The trees also are drought hardy and should require less irrigation.

“The pongamia will bloom in May and June, which is good timing because we are past worrying about freezes at that point and it is still in rainy season,” McClure adds. “If you think about citrus bloom in the dry season, we are irrigating heavily in March and early May. This tree will be setting a crop in the rainy season, so we don’t think we will need to be irrigating as much.”

The trees will be harvested with a mechanical pistachio harvester. McClure says Orchard Machinery Corporation will be shipping harvesters from California because the windows of harvest are complementary.

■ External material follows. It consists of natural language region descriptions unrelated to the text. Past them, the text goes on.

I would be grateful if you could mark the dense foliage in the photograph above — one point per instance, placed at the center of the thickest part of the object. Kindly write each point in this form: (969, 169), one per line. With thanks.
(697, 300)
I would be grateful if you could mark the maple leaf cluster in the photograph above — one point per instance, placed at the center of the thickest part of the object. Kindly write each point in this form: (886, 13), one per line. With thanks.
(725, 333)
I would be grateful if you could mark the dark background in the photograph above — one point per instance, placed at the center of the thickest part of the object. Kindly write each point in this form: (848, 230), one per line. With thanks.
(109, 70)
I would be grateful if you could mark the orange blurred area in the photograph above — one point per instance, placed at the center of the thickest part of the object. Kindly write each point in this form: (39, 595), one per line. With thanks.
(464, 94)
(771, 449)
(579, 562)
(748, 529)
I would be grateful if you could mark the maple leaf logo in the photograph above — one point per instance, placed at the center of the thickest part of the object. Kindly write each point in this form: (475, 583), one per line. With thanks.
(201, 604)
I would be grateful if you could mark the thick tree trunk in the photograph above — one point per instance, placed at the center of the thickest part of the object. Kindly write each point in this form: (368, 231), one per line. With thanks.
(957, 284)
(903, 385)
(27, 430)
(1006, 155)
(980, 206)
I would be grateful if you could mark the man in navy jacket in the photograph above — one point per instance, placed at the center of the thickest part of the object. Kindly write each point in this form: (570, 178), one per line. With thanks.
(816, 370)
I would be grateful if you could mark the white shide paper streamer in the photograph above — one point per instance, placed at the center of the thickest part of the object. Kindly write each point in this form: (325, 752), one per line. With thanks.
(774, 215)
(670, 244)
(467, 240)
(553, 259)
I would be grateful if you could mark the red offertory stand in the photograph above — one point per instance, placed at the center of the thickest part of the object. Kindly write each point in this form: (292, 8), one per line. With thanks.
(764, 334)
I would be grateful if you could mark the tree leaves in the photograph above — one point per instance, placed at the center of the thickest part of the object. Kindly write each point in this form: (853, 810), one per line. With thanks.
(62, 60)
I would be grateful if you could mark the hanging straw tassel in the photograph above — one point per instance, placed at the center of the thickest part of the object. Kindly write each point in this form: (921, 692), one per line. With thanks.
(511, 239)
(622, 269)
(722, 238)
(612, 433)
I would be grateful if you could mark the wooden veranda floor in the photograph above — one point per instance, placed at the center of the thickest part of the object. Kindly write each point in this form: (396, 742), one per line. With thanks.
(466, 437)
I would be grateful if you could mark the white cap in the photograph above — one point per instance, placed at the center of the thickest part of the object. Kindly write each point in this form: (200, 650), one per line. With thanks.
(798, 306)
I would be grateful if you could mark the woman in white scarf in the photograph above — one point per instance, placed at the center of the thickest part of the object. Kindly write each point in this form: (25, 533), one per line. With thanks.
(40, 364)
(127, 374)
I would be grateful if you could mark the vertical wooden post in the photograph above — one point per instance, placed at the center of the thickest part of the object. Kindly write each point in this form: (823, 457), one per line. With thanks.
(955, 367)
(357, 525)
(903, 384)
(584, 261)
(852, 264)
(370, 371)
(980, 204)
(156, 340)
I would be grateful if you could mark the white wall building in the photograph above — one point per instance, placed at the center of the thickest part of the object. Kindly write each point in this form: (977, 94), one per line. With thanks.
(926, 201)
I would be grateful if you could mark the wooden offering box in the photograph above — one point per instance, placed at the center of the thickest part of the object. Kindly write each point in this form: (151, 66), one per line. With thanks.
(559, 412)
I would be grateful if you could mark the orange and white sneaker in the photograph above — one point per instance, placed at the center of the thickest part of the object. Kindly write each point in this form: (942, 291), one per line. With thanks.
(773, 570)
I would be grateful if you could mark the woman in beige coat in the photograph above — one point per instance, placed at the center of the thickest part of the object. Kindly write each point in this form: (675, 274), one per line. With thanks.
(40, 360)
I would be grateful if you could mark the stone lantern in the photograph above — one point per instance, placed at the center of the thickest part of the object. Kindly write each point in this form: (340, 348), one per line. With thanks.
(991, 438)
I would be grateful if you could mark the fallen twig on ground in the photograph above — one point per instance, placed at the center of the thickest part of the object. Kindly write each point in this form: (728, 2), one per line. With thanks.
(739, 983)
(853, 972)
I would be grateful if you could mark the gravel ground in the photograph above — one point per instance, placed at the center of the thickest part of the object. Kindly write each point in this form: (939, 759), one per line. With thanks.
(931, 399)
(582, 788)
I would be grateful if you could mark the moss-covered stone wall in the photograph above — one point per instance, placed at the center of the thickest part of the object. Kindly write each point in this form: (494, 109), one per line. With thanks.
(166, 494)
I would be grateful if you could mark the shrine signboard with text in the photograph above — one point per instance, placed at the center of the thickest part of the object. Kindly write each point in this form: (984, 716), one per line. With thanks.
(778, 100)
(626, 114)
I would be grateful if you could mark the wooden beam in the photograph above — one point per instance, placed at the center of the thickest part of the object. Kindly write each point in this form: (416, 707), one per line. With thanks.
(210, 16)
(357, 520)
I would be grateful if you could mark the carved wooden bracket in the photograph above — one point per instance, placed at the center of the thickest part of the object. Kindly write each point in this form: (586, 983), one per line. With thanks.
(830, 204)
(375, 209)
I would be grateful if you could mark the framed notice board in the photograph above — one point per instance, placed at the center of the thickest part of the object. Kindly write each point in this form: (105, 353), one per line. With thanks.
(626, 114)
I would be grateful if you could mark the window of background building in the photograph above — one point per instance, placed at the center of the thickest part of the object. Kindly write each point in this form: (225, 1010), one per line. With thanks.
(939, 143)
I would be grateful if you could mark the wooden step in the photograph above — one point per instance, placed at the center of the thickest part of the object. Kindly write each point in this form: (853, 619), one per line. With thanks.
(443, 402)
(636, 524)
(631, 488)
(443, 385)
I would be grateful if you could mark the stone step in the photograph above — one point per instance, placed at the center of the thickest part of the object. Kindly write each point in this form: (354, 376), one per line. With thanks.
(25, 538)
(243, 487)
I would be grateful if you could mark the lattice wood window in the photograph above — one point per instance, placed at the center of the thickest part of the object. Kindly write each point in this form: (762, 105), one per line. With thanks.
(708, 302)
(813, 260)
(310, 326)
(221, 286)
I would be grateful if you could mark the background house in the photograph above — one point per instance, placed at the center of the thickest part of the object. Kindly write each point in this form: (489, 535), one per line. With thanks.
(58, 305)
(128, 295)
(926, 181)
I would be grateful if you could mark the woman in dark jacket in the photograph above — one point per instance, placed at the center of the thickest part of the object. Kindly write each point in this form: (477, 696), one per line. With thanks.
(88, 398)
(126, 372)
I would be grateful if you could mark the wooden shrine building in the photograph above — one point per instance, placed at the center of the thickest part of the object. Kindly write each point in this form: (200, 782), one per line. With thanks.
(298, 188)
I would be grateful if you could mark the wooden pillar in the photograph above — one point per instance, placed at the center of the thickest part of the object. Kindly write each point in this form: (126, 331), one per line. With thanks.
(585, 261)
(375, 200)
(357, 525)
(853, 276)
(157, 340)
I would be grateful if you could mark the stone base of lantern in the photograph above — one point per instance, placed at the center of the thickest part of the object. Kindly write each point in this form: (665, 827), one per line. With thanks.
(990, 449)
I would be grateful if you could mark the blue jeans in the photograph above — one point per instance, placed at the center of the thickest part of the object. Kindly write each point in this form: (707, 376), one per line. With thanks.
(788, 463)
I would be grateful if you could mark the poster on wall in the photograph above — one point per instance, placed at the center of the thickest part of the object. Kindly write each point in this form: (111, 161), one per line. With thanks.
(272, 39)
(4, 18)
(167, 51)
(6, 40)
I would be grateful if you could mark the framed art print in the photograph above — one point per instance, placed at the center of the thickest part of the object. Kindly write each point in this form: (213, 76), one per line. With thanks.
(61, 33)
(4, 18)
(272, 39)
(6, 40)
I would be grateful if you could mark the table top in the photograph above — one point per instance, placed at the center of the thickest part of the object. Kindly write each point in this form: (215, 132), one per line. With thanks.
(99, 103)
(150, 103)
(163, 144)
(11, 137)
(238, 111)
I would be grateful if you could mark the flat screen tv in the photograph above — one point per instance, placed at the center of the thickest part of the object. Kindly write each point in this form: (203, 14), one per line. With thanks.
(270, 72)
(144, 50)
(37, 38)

Pistachios are harvested in the fall and pongamia harvest in Florida is during April and May.

“With the labor shortages and problems growers are having with it, the ability to harvest these trees mechanically is a big plus,” he adds.

The crop will require an infrastructure to press the oil and process the seed cake. Currently, the company is utilizing a small, mobile processing machine to work with crops and use for demonstration purposes for growers.

“We also are working with the Hardee County Economic Development Council to establish a permanent processing facility in Wachula,” McClure says. “The good news is the technology is very simple and not nearly as costly as an ethanol or juice processing plant. If we successfully scale up acreage, we might expect to have four or five plants around the state.”

Catching a Wave
McClure believes another factor making pongamia an attractive alternative crop is the growing demand for oil and protein around the globe, especially in developing countries. And, the growing demand for organic foods in developed countries like the U.S.”

“The citrus industry caught a wave after World War II,” he says. “We had a great product in frozen concentrate orange juice; we were becoming more affluent; and refrigeration spread across the country. So, we caught the wave of demand for orange juice.

“We are hoping to catch a wave with pongamia as places like India and China become more affluent and want to improve their diets with more protein. Pongamia can provide the feed for those protein source and help meet the growing demand for oil in those places.

“Another wave we can catch is the growing demand for organic food. Pongamia can be converted into a nice 4-4-1 organic fertilizer.”